Jul 23, 2012

S&P500 downtrend confirmation

Summer rally proved to be short lived and without volume support as most of the public is out for a vacation. However the markets don’t go to summer holidays and we are witnessing that consequence at the moment.

Recent rally was undermined by numerous factors. First, disappointing Chinese growth data sent markets south, second newly refreshed Euro skepticism over debt problems resolution have led to brief selloffs.

On the technical side the S&P500 index (SPX on the chart) is showing really disturbing signals lately. First to mention is the fact that we got fresh new lower highs, which suggests negative trend formation. Another worrying fact is the divergence between the index and the histogram of the moving average convergence divergence (MACD) indicator. This point to trend reversal and, as history shows, it is seldom wrong.
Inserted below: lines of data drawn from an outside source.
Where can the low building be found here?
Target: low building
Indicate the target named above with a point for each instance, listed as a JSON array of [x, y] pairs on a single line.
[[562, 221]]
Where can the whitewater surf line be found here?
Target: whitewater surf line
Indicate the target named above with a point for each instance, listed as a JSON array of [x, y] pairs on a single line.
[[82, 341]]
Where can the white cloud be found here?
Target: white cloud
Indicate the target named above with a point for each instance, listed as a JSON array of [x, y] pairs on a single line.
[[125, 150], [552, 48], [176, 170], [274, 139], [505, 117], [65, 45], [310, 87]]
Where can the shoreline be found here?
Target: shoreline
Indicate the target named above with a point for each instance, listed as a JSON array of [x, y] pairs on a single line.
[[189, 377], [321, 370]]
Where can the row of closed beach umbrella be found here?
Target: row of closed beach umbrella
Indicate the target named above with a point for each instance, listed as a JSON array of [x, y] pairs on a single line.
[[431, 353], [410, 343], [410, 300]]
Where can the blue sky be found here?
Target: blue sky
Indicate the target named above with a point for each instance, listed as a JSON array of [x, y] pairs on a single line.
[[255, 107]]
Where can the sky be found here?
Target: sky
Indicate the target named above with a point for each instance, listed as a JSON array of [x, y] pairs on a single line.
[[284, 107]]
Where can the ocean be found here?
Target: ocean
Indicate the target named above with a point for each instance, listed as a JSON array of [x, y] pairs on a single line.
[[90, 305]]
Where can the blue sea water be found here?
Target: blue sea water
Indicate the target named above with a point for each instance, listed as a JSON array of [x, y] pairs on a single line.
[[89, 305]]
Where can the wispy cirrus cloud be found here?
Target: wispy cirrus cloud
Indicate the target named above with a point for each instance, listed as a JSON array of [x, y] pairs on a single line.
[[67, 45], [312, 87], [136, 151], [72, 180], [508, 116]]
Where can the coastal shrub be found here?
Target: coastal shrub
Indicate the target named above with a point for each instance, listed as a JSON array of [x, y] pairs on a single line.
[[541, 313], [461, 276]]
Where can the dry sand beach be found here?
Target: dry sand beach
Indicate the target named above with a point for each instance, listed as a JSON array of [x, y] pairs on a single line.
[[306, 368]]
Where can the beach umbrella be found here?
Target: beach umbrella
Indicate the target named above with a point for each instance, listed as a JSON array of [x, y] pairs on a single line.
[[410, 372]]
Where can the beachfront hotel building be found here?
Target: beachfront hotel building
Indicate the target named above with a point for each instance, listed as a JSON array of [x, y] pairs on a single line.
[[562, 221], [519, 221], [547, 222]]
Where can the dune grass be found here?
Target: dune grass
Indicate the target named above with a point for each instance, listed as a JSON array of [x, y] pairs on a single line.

How deep could markets drop?

Based on the previous bottom registered at beginning of June and latest peaks we have built parallel channel pointing the bear move. Using 2011 bottoms as reference the support range between 1200 and 1240 is the target area, some 6 to 10% drop. However if there is strong monetary or political sign for support the markets could find ground and rally briefly. For trend reversal we would need more persistent policy action.

Based on current unfavorable macro environment, which suggests sluggish growth worldwide, and mentioned technical indicators we could say that new bear market is knocking on the door.